The reason it's so CPU dependent is because it has to switch shaders multiple times per frame (and that includes toggling it on and off!), which is really inefficient. It's a Direct3D bottleneck. Ideally what needs to happen is: the mesh to be rendered needs to be put into a queue, and then at the end of a frame the queue should be sorted by the required shader, and then finally rendered. That would reduce the shader switch count from potentially hundreds per frame to a maximum
For reference, here's my specs and performance:
CPU: AMD FX-6300 @ 4.1GHz (overclocked to its turbo speed)
RAM: 8GB 1600MHz DDR3
GPU: AMD R7 265 2GB (overclocked core at 1050MHz)
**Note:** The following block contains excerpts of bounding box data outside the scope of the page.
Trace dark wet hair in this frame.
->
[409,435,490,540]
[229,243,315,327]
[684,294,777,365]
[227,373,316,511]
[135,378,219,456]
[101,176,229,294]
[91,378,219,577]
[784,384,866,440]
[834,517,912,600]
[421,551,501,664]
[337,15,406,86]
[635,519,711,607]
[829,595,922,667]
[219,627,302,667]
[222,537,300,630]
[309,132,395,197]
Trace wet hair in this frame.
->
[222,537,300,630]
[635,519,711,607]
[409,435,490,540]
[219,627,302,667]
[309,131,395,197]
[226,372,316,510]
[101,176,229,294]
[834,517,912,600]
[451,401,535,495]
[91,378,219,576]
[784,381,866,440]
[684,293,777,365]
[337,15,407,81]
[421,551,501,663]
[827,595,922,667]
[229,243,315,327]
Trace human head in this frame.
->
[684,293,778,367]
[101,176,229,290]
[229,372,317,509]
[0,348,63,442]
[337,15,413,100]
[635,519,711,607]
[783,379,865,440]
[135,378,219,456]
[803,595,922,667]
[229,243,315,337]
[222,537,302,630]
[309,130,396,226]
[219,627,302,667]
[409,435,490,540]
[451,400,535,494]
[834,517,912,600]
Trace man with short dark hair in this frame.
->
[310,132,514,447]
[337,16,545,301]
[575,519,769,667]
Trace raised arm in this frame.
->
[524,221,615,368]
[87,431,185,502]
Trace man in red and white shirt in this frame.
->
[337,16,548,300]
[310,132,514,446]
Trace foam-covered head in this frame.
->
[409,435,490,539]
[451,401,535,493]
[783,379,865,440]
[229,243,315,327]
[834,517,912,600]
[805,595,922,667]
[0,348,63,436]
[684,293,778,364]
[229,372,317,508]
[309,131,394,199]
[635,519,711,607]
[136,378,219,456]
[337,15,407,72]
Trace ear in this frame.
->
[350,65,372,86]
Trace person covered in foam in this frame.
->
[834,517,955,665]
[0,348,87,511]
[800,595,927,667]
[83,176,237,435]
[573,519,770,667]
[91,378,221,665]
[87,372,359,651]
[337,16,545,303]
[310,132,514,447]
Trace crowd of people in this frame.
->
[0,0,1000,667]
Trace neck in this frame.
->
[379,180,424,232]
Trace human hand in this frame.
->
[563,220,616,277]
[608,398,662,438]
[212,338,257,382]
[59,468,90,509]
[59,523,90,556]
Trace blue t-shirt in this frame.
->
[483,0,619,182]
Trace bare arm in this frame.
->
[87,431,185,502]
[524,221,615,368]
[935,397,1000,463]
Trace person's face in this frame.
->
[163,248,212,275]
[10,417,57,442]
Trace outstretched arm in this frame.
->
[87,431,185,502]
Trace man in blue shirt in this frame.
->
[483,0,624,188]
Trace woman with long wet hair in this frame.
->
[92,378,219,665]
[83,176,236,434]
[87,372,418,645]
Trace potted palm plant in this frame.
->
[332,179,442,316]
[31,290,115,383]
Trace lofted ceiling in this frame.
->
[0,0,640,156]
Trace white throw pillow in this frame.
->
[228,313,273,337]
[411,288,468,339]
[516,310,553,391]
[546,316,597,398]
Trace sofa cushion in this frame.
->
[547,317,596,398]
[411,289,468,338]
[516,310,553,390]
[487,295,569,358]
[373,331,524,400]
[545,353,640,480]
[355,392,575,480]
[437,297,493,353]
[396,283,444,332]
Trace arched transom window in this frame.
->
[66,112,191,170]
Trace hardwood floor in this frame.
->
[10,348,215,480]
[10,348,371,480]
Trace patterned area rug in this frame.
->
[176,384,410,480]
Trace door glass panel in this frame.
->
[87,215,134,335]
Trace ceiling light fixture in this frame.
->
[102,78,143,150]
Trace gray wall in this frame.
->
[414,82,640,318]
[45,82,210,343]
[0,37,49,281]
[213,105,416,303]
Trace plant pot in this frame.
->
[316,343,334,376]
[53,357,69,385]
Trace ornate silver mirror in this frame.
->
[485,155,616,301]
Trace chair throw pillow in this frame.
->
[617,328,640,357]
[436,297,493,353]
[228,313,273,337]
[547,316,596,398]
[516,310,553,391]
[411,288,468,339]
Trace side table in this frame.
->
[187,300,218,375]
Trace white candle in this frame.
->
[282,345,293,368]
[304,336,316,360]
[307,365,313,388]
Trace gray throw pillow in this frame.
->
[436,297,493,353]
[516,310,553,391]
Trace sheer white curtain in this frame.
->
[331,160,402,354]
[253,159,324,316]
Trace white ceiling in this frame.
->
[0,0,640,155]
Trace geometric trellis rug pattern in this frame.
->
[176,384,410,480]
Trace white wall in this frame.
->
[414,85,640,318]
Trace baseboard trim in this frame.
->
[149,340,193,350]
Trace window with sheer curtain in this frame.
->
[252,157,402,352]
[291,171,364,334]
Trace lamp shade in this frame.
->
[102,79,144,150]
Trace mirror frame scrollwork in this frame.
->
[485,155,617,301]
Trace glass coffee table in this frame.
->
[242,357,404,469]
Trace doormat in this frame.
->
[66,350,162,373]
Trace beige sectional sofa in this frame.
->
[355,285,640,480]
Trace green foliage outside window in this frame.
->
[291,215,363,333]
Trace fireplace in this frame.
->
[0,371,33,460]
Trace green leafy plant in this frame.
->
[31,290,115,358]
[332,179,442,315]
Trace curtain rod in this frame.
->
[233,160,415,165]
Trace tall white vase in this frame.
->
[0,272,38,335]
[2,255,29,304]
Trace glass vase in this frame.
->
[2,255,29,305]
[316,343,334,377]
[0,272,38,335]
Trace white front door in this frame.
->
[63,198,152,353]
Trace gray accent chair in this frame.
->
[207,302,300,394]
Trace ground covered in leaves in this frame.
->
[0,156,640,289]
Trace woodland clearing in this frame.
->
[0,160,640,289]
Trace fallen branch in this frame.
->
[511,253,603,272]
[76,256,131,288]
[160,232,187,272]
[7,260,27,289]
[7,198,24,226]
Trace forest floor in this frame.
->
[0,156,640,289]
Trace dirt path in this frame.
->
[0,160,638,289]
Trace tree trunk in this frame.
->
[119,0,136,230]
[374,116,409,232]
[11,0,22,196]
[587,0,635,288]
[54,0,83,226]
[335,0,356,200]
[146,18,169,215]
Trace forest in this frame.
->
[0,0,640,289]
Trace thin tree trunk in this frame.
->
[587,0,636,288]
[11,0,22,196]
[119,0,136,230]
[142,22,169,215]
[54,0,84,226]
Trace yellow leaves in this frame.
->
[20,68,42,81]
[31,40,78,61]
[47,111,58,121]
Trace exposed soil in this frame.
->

I'm playing at 1080p, with 16x anisotropic filtering and 8xEQ adaptive antialiasing (which applies the antialiasing to the alpha channel of transparent textures).
Emerald Coast: http://i.imgur.com/YyRx6bq.jpg
Red Mountain: http://i.imgur.com/GN7G4mS.jpg
Red Mountain, other direction: http://i.imgur.com/Er3SrEv.jpg
Red Mountain, no antialiasing: http://i.imgur.com/YFijQ3F.jpg
I tested with different antialiasing settings because I've run some profiling, and my GPU driver is getting CPU limited there. As you can see though, on <= modern Intel Core i3 tier performance CPUs (as far as single-threaded performance is concerned), we're getting nearly the same performance despite mine being more modern, and this is all due to that bottleneck I mentioned. This, by the way, is after
I optimized shader parameter committing to hell and back (at least, to the best of my ability, although it could still use some work). It used to be worse, which is scary. You'll also probably notice my CPU wasn't even hitting its maximum frequency, which it typically does in multithreaded applications. If I was able to multithread this thing in any conceivable way, I would, but there's just no way to squeeze that into this existing pipeline as far as I can see.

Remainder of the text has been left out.